Pada rapat kerja Panitia khusus (Pansus) Rancangan Undang-Undang (RUU) Pemilu bersama Pemerintah, Fraksi Partai Amanat Nasional (PAN) menyatakan tetap mengajukan sistem proporsional terbuka sebagai sistem pemilu legislatif (pileg). Alasannya, sistem proporsional terbuka memberikan kedaulatan kepada rakyat untuk memilih anggota legislatif berdasarkan profil calon legislatif (caleg) dan memberikan kesempatan kepada semua caleg untuk memenangkan hati rakyat berdasarkan upaya terbaik masing-masing.

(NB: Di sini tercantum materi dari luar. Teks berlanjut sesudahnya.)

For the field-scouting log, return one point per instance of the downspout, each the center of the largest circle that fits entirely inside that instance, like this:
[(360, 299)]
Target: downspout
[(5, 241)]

“Biarkan caleg dipilih berdasarkan amal solehnya masing-masing di dapil (daerah pemilihan). Sistem proporsional terbuka, selain adil, berguna pula untuk mendekatkan caleg dengan konstituennya,” jelas anggota Pansus RUU Pemilu dari Fraksi PAN, Viva Yoga, di Senayan, Jakarta Selatan (19/1).
Selain mengusulkan sistem proporsional terbuka, PAN juga mengusulkan formulasi pengaturan parlemen. PAN mengusulkan besaran dapil sebesar 4-10 kursi dengan ambang batas parlemen sebesar 0 hingga 3,5 persen. Konversi suara menggunakan metode Kuota Hare.
“Semakin tinggi ambang batas parlemen, semakin tinggi tingkat disproporsionalitasnya. Akan banyak suara sah nasional yang tidak terkonversi jadi kursi. Padahal, partai peserta pemilu sudah melalui dua tahap yang cukup sulit, tahap di Kemenkumham (Kementerian Hukum dan Hak Asasi Manusia) dan tahap verifikasi,” jelas Viva.
Untuk isu ambang batas pencalonan presiden, PAN berpendapat bahwa tak diperlukan adanya ambang batas presiden. Partai yang telah lolos ambang batas parlemen dapat mengajukan calon presiden dan calon wakil presiden.